Juveniles have barred rufous and greenish bronze feathers on the upper parts of the body, a bright rufous crown, rufous and mottled green or brown wings, a barred brown and rufous tail and brown-barred white under parts.

==Distribution and habitat==
The violet cuckoo is found from north-eastern India to Southeast Asia, Greater Sundas, Palawan and the Philippines. Southern populations are resident, while northern populations in locations such as Assam and Bangladesh appear to be migratory.

Its natural habitats are subtropical or tropical moist lowland forests and subtropical or tropical mangrove forests. It is also seen in gardens, orchards, and rubber plantations.
It occurs from lowlands up to 1500m, but mainly below 700m.

The species is reported to be uncommon throughout its range. However, because it has a wide range, the species is not considered to be threatened by the IUCN. However one source suggests that the species is threatened in areas of its range because of habitat loss.

==Behaviour==

Violet cuckoos are insectivorous but they will also eat fruit. They have been seen shaking hairy caterpillars to remove the stomach contents for consumption. They forage by creeping up and down branches, but they can also flycatch on the wing.

Cuckoos are brood parasites and lay their eggs in the nests of other birds. The males are active and vocal during the breeding season in order to attract mates. Once they have mated, the females become secretive as they search for appropriate nests in which to lay their eggs.

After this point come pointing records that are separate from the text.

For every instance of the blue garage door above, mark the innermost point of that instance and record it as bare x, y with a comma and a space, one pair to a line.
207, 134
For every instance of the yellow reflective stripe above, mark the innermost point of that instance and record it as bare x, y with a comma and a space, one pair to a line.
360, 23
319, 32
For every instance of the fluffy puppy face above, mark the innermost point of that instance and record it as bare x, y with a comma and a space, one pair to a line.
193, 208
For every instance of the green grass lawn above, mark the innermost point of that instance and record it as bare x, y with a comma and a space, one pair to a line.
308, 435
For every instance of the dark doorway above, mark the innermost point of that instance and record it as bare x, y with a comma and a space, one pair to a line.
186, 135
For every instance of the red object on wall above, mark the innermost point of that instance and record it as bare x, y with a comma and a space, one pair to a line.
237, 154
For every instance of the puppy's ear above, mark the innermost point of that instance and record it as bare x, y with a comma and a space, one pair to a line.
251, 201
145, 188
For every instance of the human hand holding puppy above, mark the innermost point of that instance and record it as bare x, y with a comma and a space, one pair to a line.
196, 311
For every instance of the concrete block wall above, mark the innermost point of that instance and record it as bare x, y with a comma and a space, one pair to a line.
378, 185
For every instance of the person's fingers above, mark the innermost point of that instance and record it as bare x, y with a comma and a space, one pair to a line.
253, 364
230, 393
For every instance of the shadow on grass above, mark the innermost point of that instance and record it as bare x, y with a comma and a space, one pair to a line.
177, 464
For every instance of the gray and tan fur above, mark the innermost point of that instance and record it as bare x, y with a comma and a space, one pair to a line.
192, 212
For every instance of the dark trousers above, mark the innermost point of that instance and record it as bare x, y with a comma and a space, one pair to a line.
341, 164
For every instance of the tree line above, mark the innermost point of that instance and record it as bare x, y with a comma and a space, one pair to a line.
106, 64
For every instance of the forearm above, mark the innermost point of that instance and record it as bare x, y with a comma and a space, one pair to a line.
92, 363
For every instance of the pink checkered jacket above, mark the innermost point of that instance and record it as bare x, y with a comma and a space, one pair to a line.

Host species recorded for the violet cuckoo are sunbirds and spiderhunters (thirteen species of the genus Arachnothera, small birds related to sunbirds). Host species often recognise adult cuckoos as a threat and chase them off, but then do not recognise that the cuckoo eggs in the nest are aliens. Cuckoo chicks are usually larger than host chicks. The chicks of many cuckoo species have been observed to throw the host chicks out of the nest, although this behaviour has not been recorded for the violet cuckoo yet.